54. Indeed, even after being given more time, the Plaintiff did not heed the Defendants’ letter dated 22nd June, 2010 in which they were to pay the balance of the purchase price within twenty one (21) days.

55. It is trite that one can only succeed in a claim for specific performance where he has complied with the terms of the Agreement.  As was held in the case of Wambugu vs. Njuguna (1983) KLR 172, a Vendor is entitled to repudiate the contract of sale for failure of performance.  The Plaintiff cannot seek for a prayer of specific performance and at the same time argue that they did not meet their part of the bargain because the Defendants had not met their bargain. Indeed, until now, the Plaintiff has not paid the balance of the purchase price.

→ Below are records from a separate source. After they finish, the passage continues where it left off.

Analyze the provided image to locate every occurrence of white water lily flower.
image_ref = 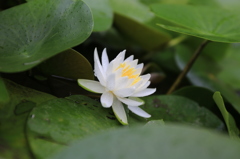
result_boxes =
[78,49,156,125]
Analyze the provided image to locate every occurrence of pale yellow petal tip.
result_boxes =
[114,113,128,125]
[117,117,128,125]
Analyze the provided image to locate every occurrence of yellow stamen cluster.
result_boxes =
[116,63,141,85]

56. In the case of Gurdev Singh Birdi and Marinder Singh Ghatora and Abubakar Madhbuti, the court quoted with approval the case of Thrift Homes Limited vs. Kays Investment Limited (2015) eKLR where Gicheru JA held as follows:

“When the Appellants came to court seeking the relief of specific performance of the agreement, they had not performed their one essential part of the agreement. Namely: payment of the balance of the purchase price of the suit property. Indeed, right up to the conclusion of the proceedings in the superior court, they had not done so.  In these circumstances, no court of equity properly directing its mind to the same would have considered it just and equitable to grant them the equitable relief of specific performance of the agreement with a view to doing more perfect and complete justice.”

57. In any event, the Application for the consent of the Land Control Board was only applied for and obtained one (1) year after the signing of the agreement.  The period within which the consent of the Board should be obtained is clear: the consent must be obtained within six (6) months from the date of signing the agreement (See Section 8(1) of the Land Control Board Act).

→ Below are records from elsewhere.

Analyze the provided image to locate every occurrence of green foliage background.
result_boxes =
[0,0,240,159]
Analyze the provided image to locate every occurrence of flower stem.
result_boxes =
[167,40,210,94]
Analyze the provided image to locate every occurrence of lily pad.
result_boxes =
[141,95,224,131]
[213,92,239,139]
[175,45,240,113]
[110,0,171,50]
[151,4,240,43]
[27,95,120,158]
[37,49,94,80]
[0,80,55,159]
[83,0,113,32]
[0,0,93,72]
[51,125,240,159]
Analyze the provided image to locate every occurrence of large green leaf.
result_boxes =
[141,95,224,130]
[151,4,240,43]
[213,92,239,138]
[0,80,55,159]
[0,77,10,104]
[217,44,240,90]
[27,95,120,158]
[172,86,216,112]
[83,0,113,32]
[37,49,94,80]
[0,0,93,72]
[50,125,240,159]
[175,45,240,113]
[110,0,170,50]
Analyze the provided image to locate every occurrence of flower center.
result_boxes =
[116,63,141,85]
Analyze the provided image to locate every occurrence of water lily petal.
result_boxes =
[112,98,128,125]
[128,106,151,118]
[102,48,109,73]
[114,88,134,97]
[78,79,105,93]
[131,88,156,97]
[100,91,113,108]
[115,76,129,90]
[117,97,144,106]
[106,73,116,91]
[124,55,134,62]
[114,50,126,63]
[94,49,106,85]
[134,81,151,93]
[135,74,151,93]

58. In the case of Bogani Properties Limited vs. Fredrick Wairegi Karuri (2015) eKLR, the court held as follows:

“The Act stipulates that an agreement for sale of Agricultural land is void after the expiry of six (6) months if the parties do not obtain the consent of the relevant Land Control Board. Consequently, this court cannot insist that the Defendant should transfer the land in question to the Plaintiff when the law stipulates that the Plaintiff is only entitled to a refund of the purchase price and not the land. (See Section 7 of the Land Control Act).”

59. In the case of Rose Wakanyi Karanja & 3 others vs. Geoffrey Chege Kirundi & Another (2016) eKLR, the Court of Appeal held as follows:

“We have therefore come to the conclusion that the consent obtained on 16th December, 1993 was not valid and the purported validation of a consent obtained outside the stipulated period is without the force of law.  The upshot of the above is that the sale of the suit property being agricultural land became null and void on expiry of six months from the date of the agreement i.e. 26th October, 1990. ”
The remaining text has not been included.